A program to recognize and reward our most engaged community members
Hi all,
There's a long time since I don't post anytime here. Last time I made this last comment, saying the polynomial by binomial classification will solve this problem, but in fact it didn't.
Even right now with RM 7, it;s not possible to obtain a simple AUC or f-measure with a multiclass problem, for example, the Iris dataset, the most fundamental of machine learning problems.

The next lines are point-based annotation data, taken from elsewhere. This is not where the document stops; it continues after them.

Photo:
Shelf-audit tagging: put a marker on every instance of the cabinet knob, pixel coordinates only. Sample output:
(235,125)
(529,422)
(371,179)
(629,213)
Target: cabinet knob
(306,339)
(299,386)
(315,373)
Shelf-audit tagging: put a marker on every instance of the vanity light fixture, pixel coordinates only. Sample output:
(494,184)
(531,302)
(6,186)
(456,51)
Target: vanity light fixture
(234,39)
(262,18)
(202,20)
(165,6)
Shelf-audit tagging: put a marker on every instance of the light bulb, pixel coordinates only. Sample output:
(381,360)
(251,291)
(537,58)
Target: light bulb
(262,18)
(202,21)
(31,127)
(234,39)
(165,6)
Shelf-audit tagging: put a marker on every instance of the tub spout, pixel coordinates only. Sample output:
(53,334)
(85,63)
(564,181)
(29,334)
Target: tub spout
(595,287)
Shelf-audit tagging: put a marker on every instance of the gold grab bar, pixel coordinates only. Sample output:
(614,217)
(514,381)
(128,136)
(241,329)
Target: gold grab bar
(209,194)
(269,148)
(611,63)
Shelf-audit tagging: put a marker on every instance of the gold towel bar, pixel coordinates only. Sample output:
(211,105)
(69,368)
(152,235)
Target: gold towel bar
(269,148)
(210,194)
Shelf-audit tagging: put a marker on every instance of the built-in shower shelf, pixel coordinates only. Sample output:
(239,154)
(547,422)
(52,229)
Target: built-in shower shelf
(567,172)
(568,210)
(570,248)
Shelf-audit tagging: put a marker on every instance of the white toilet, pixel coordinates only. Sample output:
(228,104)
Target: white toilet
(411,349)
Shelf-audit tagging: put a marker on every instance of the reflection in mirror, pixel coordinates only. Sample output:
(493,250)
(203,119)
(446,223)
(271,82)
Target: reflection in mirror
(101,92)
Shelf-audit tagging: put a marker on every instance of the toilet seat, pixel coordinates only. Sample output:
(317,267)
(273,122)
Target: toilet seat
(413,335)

You know there's mathematical formulation to calculate other evaluation measurements for multiclass problems (called by RM as binomial and polynomial problems). In RM there is a clear distinction what operators can manipulate binomial and a polynomial classification problems, but this distinction should not exist anymore.
Hi,
i am curious, how do you calculate AUC for a polynominal problem? And why don't you take logloss?
Best,
Martin
In my experience, using AUC for multi-class classification problems is typically done by looking at separation of one class vs all others. It would certainly be nice if RapidMiner did this automatically for polynominal labels, but it should be able to be done manually by remapping labels after the fact, I think.
Hi Martin,
Thanks for your reply.
I'm a RapidMiner fan, and I here to help some how. Sincerelly I thought this problem was solved in the newest versions, but I think it's not fair to say an operator does not work, without a deep research, so, my apologies. Nevertheless, so far I could not find a way to calculate AUC and f-measure for a multiclass problem, using for example the IRIS dataset, with 3 classes. What I could notice in other tools is: for f-measure, they make an average or a weighted average, and other choices of statistical mean for f-measure. For AUC basicall they are following the formulation existing in the literature:
Fawcett, T., 2006, An introduction to ROC analysis, Pattern Recognition Letters 27, 861-874.Hand, D.J., Till, R.J., 2001. A simple generalization of the area under the ROC curve to multiple class classification problems. Machine Learning 45 (2), 171-186.
If you could point me out what operators should I use to do this in RapidMiner it will be great, as I'm evaluating this for a company.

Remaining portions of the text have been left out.